In recent years, however, the external environment surrounding the basic sciences has been transformed, leading institutional leaders and policymakers to reexamine basic science faculty appointment policies. For many medical schools, the biomedical research enterprise is no longer a genteel academic pursuit but an underdeveloped strategic market opportunity. Biomedical research is considered a vast potential driver of economic development, entrepreneurial opportunities, and increased income streams. Most institutional leaders and department chairs are pursuing growth tactics for the biomedical enterprise in similar fashion to the unprecedented growth of the clinical arena after the passage of Medicare in the 1960s. As a result of increased extramural funding and changing institutional priorities, basic science faculty are under greater pressure to spend more time on research, win more extramural support, and recover higher percentages of their salaries.

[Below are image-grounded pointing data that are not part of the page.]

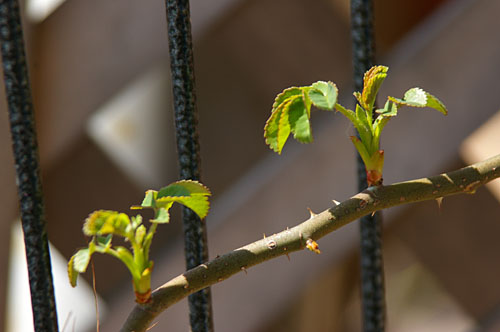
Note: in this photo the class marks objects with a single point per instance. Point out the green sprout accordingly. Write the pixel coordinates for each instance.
(291, 112)
(102, 225)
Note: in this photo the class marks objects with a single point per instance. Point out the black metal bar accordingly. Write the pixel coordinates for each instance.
(25, 149)
(183, 82)
(372, 270)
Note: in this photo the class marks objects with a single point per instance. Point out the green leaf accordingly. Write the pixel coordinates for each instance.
(183, 188)
(372, 81)
(271, 130)
(298, 119)
(363, 126)
(139, 234)
(149, 199)
(390, 109)
(104, 241)
(285, 95)
(106, 222)
(363, 152)
(79, 263)
(417, 97)
(323, 95)
(162, 215)
(284, 124)
(126, 257)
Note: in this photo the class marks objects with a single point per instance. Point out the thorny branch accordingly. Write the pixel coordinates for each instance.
(465, 180)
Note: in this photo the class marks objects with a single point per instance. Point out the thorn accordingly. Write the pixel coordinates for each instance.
(313, 246)
(272, 245)
(440, 201)
(312, 214)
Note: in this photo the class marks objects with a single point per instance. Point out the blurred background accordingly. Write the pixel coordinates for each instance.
(101, 84)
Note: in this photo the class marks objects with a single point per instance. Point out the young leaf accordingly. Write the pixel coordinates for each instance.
(323, 95)
(390, 109)
(162, 216)
(183, 188)
(417, 97)
(149, 199)
(79, 262)
(106, 222)
(298, 119)
(372, 81)
(282, 123)
(285, 95)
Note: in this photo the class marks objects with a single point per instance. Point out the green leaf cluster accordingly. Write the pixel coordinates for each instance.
(291, 113)
(292, 110)
(102, 225)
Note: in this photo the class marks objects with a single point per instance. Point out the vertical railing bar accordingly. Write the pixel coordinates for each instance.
(372, 275)
(24, 142)
(183, 84)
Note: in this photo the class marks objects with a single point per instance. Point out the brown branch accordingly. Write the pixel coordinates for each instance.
(465, 180)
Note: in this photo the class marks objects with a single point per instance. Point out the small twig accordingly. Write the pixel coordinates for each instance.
(465, 180)
(95, 295)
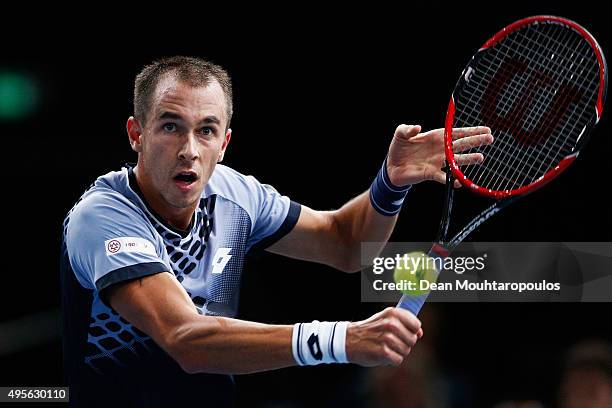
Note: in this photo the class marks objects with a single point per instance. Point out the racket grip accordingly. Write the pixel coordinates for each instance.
(414, 303)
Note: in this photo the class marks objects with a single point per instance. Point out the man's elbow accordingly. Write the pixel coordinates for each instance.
(349, 262)
(180, 347)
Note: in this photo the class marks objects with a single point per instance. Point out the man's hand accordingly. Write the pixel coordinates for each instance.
(415, 157)
(383, 339)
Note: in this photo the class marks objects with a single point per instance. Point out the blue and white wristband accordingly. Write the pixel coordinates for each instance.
(385, 197)
(319, 342)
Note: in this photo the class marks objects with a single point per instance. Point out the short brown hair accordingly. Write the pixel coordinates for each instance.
(194, 71)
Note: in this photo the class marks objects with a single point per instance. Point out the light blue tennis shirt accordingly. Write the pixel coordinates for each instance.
(112, 236)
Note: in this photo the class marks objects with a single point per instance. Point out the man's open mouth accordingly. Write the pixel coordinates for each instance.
(186, 177)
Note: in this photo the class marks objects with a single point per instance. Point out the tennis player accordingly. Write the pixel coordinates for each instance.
(153, 254)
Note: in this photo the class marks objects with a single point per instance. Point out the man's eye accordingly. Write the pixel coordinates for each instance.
(169, 127)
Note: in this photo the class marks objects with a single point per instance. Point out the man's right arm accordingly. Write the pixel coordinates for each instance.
(159, 306)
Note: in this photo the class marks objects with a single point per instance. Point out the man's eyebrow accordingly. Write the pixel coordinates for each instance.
(211, 119)
(169, 115)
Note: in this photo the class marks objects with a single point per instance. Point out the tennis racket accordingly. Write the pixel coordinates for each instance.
(539, 85)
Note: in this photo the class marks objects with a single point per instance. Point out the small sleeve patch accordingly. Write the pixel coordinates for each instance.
(129, 244)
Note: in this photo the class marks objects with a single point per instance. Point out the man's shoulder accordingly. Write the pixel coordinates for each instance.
(107, 195)
(231, 185)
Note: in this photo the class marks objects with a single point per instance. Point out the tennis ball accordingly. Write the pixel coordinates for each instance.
(415, 267)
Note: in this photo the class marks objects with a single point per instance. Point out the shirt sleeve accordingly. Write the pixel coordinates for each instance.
(275, 215)
(109, 241)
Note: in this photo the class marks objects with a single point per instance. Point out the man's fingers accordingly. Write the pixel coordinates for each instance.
(409, 320)
(469, 142)
(392, 356)
(397, 328)
(470, 158)
(407, 131)
(440, 177)
(395, 344)
(459, 133)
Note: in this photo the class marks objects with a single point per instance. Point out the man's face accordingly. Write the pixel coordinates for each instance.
(181, 142)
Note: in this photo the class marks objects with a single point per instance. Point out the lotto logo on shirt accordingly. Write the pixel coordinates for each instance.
(128, 244)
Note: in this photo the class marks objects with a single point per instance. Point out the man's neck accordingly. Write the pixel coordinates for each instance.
(178, 218)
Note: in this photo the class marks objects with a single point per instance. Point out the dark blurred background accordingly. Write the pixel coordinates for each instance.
(318, 95)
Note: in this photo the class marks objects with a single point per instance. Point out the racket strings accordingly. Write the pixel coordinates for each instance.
(512, 99)
(544, 81)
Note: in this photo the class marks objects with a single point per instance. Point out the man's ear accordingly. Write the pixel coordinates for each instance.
(228, 136)
(134, 133)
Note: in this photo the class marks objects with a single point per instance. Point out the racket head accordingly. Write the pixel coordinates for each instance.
(539, 84)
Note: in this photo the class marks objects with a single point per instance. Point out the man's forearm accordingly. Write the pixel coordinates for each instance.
(229, 346)
(359, 222)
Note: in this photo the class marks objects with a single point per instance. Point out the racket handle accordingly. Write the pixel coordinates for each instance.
(414, 303)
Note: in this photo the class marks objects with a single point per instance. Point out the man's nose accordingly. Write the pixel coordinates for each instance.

Therefore, medical schools have also begun to alter many aspects of employment policies in an effort to mitigate their financial vulnerabilities yet still preserve tenure for the majority of basic science faculty in this new research environment. In this article, we describe three major trends for faculty in basic science departments at U.S. medical schools. First, nontenure-track appointments among basic scientists have grown over the last decade. Second, medical schools have been in the process of limiting the financial guarantee associated with tenure for basic science faculty. Third, schools have undertaken efforts to provide flexibility in some key areas of the tenure system to respond to the needs of their faculty members, especially junior and women faculty.

Data presented in this report come from the following sources: (1) results of the Faculty Personnel Policies Survey conducted by the Association of American Medical Colleges (AAMC) in Summer 2002, to which all 125 U.S. allopathic medical schools responded; (2) the AAMC Faculty Roster, a data system with key employment characteristics of approximately 95% of the full-time faculty in U.S. medical schools; (3) institutional faculty handbooks, bylaws, and other policies and procedures; and (4) telephone interviews and e-mail exchanges with medical school faculty affairs deans, deans of research, key faculty members, and principal business officers.